Im Bauwesen geht es um viel Geld. Es wäre daher naheliegend, dass die Leistungen der zentralen Dienstleister, nämlich der Architekten, mit einem finanziellen Bonus gekoppelt wären. Dazu findet man aber kaum Spuren. Die Honorarordnungen des SIA zeichnen sich seit Urzeiten dadurch aus, dass darauf verzichtet wird, den Beauftragten für wirtschaftliches Handeln besonders zu belohnen. Eine Bonuskomponente könnte darin bestehen, dass das Honorar ansteigt, wenn die Baukosten sinken (wie immer man dies auch messen will). Dieser Mechanismus ist jedoch in der vorherrschenden Honorarberechnung nach den aufwandbestimmenden Baukosten (Art. 7 SIA 102; 2014) nicht vorgesehen.

Mit viel gutem Willen könnte man allenfalls den Honorarfaktor s (Faktor für Sonderleistungen) heranziehen (Art 7.10 SIA 102; Ausgabe 2014; Seite 68 ff.). Das Honorar kann anhand des Faktors s unter anderem dann erhöht werden, wenn durch die Tätigkeit des Architekten der Bauherr «grosse wirtschaftliche Vorteile» erfährt. Die Formulierungen sind aber so vage gehalten, dass man kaum ernsthaft von einer Bonusregelung sprechen kann.

Es gibt allerdings ausserhalb der traditionellen Form der Bauausführung (Bauleitung durch den Architekten) ein anderes wichtiges Realisierungsmodell, bei dem der Bonusgedanke ausgeprägt ist. Wir sprechen vom Generalunternehmergeschäft. Das weit verbreitete Preisbestimmungsmodell der offenen Abrechnung mit Kostendach lebt vom Bonus. Wenn der Generalunternehmer den vereinbarten Kostendachbetrag unterschreiten kann, profitieren beide Seiten davon: Besteller und Generalunternehmer. – Sogar der SIA hat mit dem Kostengarantievertrag SIA ein neueres Realisierungsmodell im Angebot, das den Bonus kennt. Näheres dazu in: «Mit wem baue ich?» (siehe Anhang), Seite 248 ff. (offene Abrechnung mit Kostendach) und Seite 397 ff. (Kostengarantievertrag SIA).
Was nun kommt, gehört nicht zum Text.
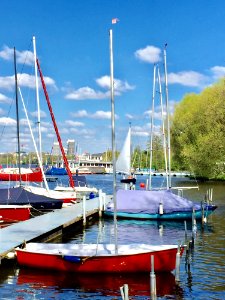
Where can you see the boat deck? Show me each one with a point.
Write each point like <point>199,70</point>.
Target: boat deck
<point>45,225</point>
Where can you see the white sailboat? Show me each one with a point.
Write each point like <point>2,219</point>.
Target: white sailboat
<point>94,258</point>
<point>158,204</point>
<point>123,163</point>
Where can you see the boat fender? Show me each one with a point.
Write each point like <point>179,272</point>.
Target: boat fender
<point>74,259</point>
<point>160,208</point>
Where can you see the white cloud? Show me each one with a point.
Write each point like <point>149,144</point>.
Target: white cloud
<point>4,99</point>
<point>218,72</point>
<point>22,57</point>
<point>119,85</point>
<point>97,115</point>
<point>2,112</point>
<point>6,121</point>
<point>86,93</point>
<point>42,114</point>
<point>24,80</point>
<point>80,114</point>
<point>149,54</point>
<point>188,78</point>
<point>74,123</point>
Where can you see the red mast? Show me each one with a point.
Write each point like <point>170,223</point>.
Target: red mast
<point>55,126</point>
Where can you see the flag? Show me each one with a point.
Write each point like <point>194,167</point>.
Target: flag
<point>115,20</point>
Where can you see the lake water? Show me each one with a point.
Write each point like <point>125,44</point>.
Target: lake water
<point>202,278</point>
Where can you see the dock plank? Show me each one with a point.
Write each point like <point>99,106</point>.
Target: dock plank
<point>14,235</point>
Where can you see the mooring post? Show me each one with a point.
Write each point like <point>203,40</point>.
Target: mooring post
<point>185,230</point>
<point>153,279</point>
<point>124,292</point>
<point>100,203</point>
<point>203,213</point>
<point>84,210</point>
<point>103,201</point>
<point>188,259</point>
<point>194,226</point>
<point>177,270</point>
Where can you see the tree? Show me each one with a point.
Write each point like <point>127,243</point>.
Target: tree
<point>197,131</point>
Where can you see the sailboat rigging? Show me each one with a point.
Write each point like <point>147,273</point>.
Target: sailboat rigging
<point>95,258</point>
<point>158,204</point>
<point>19,195</point>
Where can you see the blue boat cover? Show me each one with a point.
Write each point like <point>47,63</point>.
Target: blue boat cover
<point>142,201</point>
<point>56,171</point>
<point>19,196</point>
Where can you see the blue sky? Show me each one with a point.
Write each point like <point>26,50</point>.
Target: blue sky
<point>72,39</point>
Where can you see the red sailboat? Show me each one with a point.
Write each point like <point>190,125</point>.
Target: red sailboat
<point>98,258</point>
<point>24,174</point>
<point>14,213</point>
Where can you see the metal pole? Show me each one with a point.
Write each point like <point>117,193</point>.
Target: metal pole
<point>153,279</point>
<point>168,119</point>
<point>151,136</point>
<point>84,210</point>
<point>113,137</point>
<point>17,114</point>
<point>163,130</point>
<point>37,98</point>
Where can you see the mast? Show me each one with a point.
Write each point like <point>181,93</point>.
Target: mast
<point>163,130</point>
<point>38,100</point>
<point>113,137</point>
<point>168,121</point>
<point>17,114</point>
<point>151,136</point>
<point>55,127</point>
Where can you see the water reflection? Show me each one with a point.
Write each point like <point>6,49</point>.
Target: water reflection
<point>105,284</point>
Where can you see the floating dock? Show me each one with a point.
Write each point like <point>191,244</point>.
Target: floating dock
<point>49,225</point>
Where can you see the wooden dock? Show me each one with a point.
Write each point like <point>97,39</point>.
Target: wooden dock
<point>47,225</point>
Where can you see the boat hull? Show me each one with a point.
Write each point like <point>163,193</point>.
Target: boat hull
<point>176,216</point>
<point>35,176</point>
<point>14,213</point>
<point>164,261</point>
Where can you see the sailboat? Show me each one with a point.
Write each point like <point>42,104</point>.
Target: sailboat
<point>100,258</point>
<point>18,196</point>
<point>25,174</point>
<point>69,194</point>
<point>160,204</point>
<point>123,163</point>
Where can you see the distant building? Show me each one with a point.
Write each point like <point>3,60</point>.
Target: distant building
<point>70,147</point>
<point>56,149</point>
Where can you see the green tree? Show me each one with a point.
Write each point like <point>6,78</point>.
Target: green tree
<point>197,131</point>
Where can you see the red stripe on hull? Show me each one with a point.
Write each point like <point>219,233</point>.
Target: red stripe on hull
<point>36,176</point>
<point>14,214</point>
<point>164,261</point>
Gemäss meinen Erfahrungen wären viele Bauherren grundsätzlich an einem Modell interessiert, dass die Architekten verstärkt zu wirtschaftlichem Handeln motiviert. Oft handelt es sich dabei um Personen, die in ihrer eigenen beruflichen Tätigkeit mit dem Bonusgedanken zu tun haben (Verkäufer, Manager etc.). Im Unterschied zu vielen anderen auftragsrechtlich tätigen freien Berufen (Ärzte, Bergführer etc.) spielt die Wirtschaftlichkeit in der Bauplanung nämlich eine zentrale Rolle.

Fehlender Mustervertrag

Angesichts der Attraktivität des Bonusgedankens findet man in Planerverträgen gelegentlich selbst konstruierte Bonusmodelle, die aber nicht immer glücklich aufgebaut sind. Das Problem ist nämlich, dass es für dieses Modell keine Vorlagen gibt: keinen Mustervertrag, keine SIA-Norm, keine SIA-Unterstützung, rein gar nichts. Man bewegt sich sozusagen in freier Wildbahn. Man hört darum häufig (nicht zu Unrecht), dass nicht sachkundige Bauherren besser die Finger von diesem Konzept lassen sollten.

Für sachkundige (oder sachkundig beratene) Bauherren jedoch ist das Bonussystem ein sehr effizientes Mittel, mit dem sich die Baukosten in erheblichem Ausmass beeinflussen lassen. Persönlich habe ich damit ausgesprochen gute Erfahrungen gemacht. Richtig angewendet, wird es nicht nur vom Auftraggeber, sondern auch von den beauftragten Planern geschätzt.